Мы подсоединили трубу, где было узкое горлышко, в пневмодвигателе.
Петька, аккуратно обмотал проволокой место крепления. Он работал сосредоточенно, закусив от усердия кончик языка.
— Потуже затягивай, — посоветовал я, — чтобы не стравливался воздух.
Петька кивнул и сделал еще несколько оборотов проволокой, после чего закрепил конец, ловко закрутив его клещами. Соединение выглядело надежным — именно таким, как требовалось для нашего эксперимента.
Я сказал Илюхе, чтобы потихоньку открывал заслонку. Он немножко открыл заслонку, всего на палец, и застыл в ожидании. Воздух с тихим шипением устремился по трубе, наполняя собой цилиндры пневмодвигателя. Буквально через секунду мы услышали первые щелчки — глухие, неуверенные, как будто механизм раздумывал, стоит ли ему просыпаться.
И вдруг — вал пришёл в движение! Сначала медленно, неохотно, словно преодолевая невидимое сопротивление, а затем всё увереннее. Закрепленное на нем полено начало вращаться, превращаясь в размытый темный круг.
— Медленно ещё открывай, — скомандовал я, не отрывая взгляда от вращающегося полена.
Илья, затаив дыхание, приоткрыл заслонку где-то на четверть. Эффект не заставил себя ждать — вал закрутился быстрее, щелчки ускорились, сливаясь в равномерное гудение. Воздух теперь поступал с большим напором, создавая характерный свистящий звук.
— Давай теперь до половины, — сказал я, прикидывая оптимальную скорость для обработки древесины.
Илья, с сосредоточенным выражением лица, открыл заслонку до половины. Пневмодвигатель отозвался мгновенно — вал набрал обороты, а полено превратилось в сплошной темный диск. Шум усилился — механизм пел свою механическую песню, наполняя ангар гулом и вибрацией.
По моим прикидкам, скорость вращения составила где-то порядка двухсот оборотов в минуту.
Дальше я взял стамески у Митяя, который так их и держал всё это время, словно боясь, что если отпустит, то волшебство рассеется. На его лице читалось такое изумление, что я не смог сдержать улыбки.
И только после этого я обратил внимание на остальных мужиков, которые с удивлением смотрели, как липовое полено превратилось в размытый круг. Их лица выражали целую гамму чувств: от недоверия до восторга.
— Петь, возьми немножко жира и вот тут, где гусь упирается в дерево — капни, — распорядился я, заметив первые признаки нагрева в месте контакта.
Петька метнулся в сторонку, к небольшой кадушке, стоявшей у стены. И палочкой аккуратно смазал место, где гусь соприкасался с вращающимся деревом.
— А то гореть будет, — пояснил я, зная, как опасно может быть трение в нашем деревянном ангаре, где пожар мог уничтожить месяцы труда за считанные минуты.

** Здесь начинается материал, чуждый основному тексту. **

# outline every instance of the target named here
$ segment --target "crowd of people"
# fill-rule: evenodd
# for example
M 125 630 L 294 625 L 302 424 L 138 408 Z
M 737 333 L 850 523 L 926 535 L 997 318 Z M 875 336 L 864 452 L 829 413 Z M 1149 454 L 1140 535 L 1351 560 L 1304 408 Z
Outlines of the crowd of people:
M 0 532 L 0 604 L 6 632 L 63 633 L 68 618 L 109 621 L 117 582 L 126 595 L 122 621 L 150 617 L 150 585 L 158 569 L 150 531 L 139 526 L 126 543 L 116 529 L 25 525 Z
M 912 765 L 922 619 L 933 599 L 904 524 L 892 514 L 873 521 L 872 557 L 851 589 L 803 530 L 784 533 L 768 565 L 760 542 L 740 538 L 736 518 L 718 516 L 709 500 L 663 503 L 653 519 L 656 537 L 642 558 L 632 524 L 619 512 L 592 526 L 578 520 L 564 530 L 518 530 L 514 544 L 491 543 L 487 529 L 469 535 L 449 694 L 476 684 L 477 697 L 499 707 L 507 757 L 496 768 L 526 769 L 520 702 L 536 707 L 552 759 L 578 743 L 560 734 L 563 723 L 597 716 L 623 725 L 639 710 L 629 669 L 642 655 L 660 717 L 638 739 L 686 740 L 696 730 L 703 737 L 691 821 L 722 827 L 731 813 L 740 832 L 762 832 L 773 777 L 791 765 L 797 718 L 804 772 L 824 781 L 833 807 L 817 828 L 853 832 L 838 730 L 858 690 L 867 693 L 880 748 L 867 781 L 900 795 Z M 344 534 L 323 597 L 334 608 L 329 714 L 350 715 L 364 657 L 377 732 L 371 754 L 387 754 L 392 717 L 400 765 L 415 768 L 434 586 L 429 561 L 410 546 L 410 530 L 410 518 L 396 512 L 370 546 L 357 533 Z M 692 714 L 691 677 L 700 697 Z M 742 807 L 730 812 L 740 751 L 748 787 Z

Сам же я взял самую узкую стамеску и начал обрабатывать крутящееся дерево, точно так, как это делал в школе на уроках труда.
Липа была мягким деревом, я специально его выбрал для первого эксперимента. Стружка — тонкая, кудрявая, полетела во все стороны, устилая площадку и пол вокруг янтарным ковром. Лезвие стамески входило в древесину, как нож в масло, снимая слой за слоем, обнажая структуру дерева, его природный рисунок.
Я работал, полностью погрузившись в процесс, забыв обо всем на свете. Стамеска то углублялась в дерево, формируя выемки и углубления, то едва касалась поверхности, сглаживая переходы и создавая плавные линии.
И буквально за двадцать минут — я даже не заметил как время пролетело, так увлекся — под удивлённые взгляды мужиков я выточил что-то похожее на кубок.
Форма возникала постепенно, словно высвобождаясь из деревянного плена: сначала обозначилась ножка — тонкая, изящная, затем появилось расширение к чаше, и наконец, сама чаша.
Потом я взял большую щепку из дуба. Прижав её к вращающемуся кубку, я начал полировать поверхность. Дерево нагревалось от трения, и в воздухе появился характерный запах — словно смесь дыма и карамели.
Поверхность будущего кубка постепенно становилась гладкой, блестящей, приобретая теплый медовый оттенок. В нескольких местах, особенно поддержав тонкой стороной щепки так, чтоб аж дымок пошёл, я создал декоративные круги — тёмные линии на светлой поверхности липы.
— Гляди-ка, что творит, — услышал я шепот Семёна, обращенный к Феде.
Эти круги, выжженные самой природой, появлялись там, где я хотел — где ручка, да у горлышка несколько. Они придавали изделию особый характер, делая его не просто предметом, а произведением искусства.
— Красота-то какая, — вздохнул кто-то из мужиков, и остальные согласно закивали.
Дальше я взял небольшую пилу, которую Петька когда-то выковал в кузнице для мелких работ.
Аккуратненько, стараясь не повредить уже готовое изделие, я начал срезать кубок, оставив с обеих сторон толщину лишь в несколько сантиметров, чтоб потом отпилить вручную.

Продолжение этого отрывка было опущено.